The Mets were hoping Granderson would be drilling the ball more than what's actually taking place. Would general manager Sandy Alderson pull the deal off the table had he known Granderson's first month would be a disappointment? Probably not because there's plenty of potential left in the young slugger. All Granderson has to do is work on seeing the ball better, study upcoming pitchers and relax at the plate.
Yes, that's easier said than done because most T-ball players struggle to make contact. Granderson is a proven star in the major leagues and right now can't hit his way out of a wet paper bag.
Yankees radio legend and play-by-play announcer John Sterling called Granderson the "Grandy Man" when he did something special. Sterling would have only one chance to say that this season.
A former teammate of Granderson, current Yankees ace CC Sabathia, isn't concerned with his friend's slow approach in the batter's box.
"It's baseball, man," Sabathia told NJ.com. "I know Curtis has been playing a long time. He's a (veteran). He knows how to turn a page."

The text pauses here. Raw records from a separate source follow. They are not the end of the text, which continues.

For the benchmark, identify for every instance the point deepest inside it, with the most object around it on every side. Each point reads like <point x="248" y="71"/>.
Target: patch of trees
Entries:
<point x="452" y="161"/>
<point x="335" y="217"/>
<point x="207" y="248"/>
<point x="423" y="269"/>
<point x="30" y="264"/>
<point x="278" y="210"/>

But when will Granderson turn the page?
"That guy's got the greatest attitude I've ever been around," Sabathia continued. "He's dealt with failure better than anybody I've been around. I'm sure he'll come out of this and perform well over there."
Granderson could still be teammates with Sabathia, but he rejected the Yankees' qualifying offer after last season. Now he is a pleasure to have in the Mets' clubhouse, according to manager Terry Collins. Collins said Granderson is very outgoing with his new teammates and is such a friendly guy.
Pitchers could care less how friendly a batter is because they're trying to retire him at the plate. In fact, pitchers not on the Mets roster would love to see Granderson continue his slump throughout the summer. Sabathia is one of those opposing hurlers, but is hoping for Granderson to bounce back.
If Bob Seger can take the stage in the spotlight, then Granderson should be able to play star again and turn the page.